Judith Mackrell 

Manon

Manon Royal Opera House, London ****
  
  


Four months ago Sylvie Guillem took the leading role in Frederick Ashton's Marguerite and Armand, a role which no dancer had performed since it was created for Margot Fonteyn. Everyone speculated (rightly) that Guillem would be a natural Marguerite, given the similarities between that character and the heroine of Kenneth MacMillan's Manon, a role she has danced for years. But just as interesting is the degree to which Guillem's mesmerising interpretation of Marguerite has enriched her current portrayal of Manon - certainly as seen on Monday night.

Much remains familiar in her performance - the erotic virtuosity of her love duets with Des Grieux, in which her body refines itself into a pure energy of desire; the brittle chic she assumes when she becomes the trophy mistress of the wealthy Monsieur GM. Yet there's a new subtlety and nakedness in her performance which add layers to her characterisation of the MacMillan ballet.

When Guillem makes her first entrance as Manon, a girl newly exposed to fashionable Paris, she seems years younger than she used to. Rather than sizing up the glamour of this world, and calculating its rules, she seems set apart by her naive enthusiasm.
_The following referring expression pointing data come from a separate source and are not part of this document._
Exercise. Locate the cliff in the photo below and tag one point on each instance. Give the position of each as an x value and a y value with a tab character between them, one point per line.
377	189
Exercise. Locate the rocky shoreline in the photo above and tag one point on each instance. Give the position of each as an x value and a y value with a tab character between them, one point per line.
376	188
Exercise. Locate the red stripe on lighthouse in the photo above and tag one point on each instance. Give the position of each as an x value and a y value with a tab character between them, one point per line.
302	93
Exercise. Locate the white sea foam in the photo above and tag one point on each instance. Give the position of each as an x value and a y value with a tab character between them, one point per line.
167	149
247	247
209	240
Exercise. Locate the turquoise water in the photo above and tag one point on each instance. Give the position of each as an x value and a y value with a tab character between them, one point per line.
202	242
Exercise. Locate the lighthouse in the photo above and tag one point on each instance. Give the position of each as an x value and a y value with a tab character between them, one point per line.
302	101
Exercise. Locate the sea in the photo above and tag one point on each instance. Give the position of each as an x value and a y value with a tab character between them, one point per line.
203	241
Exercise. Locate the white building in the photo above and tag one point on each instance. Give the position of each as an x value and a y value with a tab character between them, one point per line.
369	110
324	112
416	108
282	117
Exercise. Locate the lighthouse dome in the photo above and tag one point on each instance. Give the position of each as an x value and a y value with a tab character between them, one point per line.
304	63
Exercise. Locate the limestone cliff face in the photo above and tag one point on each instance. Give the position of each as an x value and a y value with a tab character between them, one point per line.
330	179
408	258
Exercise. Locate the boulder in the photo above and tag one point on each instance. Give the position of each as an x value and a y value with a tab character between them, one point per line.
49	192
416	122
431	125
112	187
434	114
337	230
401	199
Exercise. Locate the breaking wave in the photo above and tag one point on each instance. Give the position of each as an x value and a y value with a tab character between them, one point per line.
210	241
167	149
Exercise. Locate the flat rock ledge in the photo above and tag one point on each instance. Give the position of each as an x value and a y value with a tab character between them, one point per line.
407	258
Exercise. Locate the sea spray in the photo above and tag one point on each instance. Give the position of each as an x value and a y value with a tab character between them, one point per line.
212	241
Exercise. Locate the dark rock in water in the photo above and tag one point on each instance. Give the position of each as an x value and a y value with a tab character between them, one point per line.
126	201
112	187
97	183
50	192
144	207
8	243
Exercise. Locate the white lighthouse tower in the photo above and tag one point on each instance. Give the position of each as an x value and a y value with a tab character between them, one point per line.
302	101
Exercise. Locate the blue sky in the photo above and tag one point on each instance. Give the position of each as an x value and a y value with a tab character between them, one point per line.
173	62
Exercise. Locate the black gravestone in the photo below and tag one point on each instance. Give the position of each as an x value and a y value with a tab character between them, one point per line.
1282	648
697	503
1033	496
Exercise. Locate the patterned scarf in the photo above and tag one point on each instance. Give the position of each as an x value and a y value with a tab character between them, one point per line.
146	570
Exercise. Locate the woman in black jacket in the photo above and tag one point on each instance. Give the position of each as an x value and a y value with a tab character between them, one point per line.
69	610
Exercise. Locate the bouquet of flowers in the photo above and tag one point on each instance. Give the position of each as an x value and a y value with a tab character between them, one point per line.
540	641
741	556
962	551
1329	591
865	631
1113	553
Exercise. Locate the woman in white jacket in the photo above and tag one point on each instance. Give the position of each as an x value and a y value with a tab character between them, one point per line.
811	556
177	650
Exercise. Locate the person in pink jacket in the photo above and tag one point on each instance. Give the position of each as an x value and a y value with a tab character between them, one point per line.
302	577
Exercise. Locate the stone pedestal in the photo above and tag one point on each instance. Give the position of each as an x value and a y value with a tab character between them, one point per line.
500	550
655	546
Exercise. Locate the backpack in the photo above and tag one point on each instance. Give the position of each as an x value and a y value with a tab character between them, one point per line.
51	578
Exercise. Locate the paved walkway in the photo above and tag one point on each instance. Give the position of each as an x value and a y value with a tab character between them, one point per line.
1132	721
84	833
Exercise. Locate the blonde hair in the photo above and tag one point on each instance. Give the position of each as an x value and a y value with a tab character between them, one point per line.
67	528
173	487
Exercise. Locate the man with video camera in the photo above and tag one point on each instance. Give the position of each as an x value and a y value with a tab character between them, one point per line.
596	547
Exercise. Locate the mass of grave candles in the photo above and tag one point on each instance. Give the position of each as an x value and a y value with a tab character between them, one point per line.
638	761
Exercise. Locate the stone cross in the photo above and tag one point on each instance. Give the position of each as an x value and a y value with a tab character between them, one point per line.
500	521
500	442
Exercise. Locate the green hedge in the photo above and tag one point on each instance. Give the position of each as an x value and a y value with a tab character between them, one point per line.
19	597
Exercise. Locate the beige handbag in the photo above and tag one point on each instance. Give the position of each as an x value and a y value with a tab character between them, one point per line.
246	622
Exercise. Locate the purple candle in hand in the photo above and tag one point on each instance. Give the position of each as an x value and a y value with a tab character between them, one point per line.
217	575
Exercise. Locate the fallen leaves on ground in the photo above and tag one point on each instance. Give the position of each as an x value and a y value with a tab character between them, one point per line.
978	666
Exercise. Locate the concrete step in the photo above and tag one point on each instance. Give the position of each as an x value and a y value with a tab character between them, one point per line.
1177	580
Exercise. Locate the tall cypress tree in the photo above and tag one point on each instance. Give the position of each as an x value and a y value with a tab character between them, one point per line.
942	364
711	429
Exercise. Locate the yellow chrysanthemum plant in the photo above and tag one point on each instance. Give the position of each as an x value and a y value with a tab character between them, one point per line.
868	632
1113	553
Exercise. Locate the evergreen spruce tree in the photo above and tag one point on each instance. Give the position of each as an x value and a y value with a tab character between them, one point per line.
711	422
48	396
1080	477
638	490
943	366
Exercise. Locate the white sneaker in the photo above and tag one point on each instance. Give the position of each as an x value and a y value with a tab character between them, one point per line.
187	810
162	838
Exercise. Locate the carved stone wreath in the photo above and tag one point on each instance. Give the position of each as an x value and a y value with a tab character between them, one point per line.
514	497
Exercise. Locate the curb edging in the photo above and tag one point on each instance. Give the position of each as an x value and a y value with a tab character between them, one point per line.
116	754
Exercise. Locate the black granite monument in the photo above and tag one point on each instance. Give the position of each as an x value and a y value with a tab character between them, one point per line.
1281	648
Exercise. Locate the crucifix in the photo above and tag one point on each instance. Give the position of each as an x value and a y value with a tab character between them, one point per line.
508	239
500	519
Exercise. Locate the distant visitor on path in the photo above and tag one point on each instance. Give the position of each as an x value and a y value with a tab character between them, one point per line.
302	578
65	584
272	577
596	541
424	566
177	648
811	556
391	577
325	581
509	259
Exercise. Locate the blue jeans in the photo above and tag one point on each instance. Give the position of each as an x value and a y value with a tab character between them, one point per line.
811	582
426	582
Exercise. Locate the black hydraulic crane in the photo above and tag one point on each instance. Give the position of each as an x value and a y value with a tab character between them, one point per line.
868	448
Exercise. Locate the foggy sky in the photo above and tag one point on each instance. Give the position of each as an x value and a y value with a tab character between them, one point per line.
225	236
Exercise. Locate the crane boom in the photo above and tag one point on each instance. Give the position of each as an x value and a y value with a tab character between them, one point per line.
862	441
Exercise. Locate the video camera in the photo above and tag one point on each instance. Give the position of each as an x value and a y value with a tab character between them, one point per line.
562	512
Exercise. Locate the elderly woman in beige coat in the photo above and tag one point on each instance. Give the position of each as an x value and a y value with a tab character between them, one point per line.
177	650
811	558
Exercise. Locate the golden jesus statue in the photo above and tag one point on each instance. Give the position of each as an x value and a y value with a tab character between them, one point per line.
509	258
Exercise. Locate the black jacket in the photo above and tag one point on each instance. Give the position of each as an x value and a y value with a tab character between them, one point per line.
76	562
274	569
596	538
Her gaze is wide-eyed, and that open-heartedness continues into the first giddy passion of her affair with Des Grieux (Jonathan Cope). There's a bright breathlessness and new spontaneity in their opening encounter and in the bedroom scene. Though Guillem and Cope have danced this ballet together dozens of times their characters look as if they've only just met, so intently and joyously do they goad each other to find new details within the choreography.

In the pas de trois with GM and her brother Lescaut, the fluctuating tensions in Guillem's body are a vivid graph of the struggle between her revulsion at GM's advances and her dawning appreciation of her own power. Her final capitulation has the stab of a small tragedy, and once she has become GM's mistress the drugged glitter of her dancing bears witness to the degradations she has accommodated.

Cope is a wonderful foil to Guillem, pushing his technique to the limits in response to her power and hunger. Irek Mukhamedov also makes a magnificently brutish Lescaut - the sheer physical weight of him, the slurry extravagance of his personality create a figure of fate both trashy and sinister. Given that Mukhamedov is 40, Cope 37 and Guillem is 35, the performance couldn't make a better case for the supremacy of the older dancer.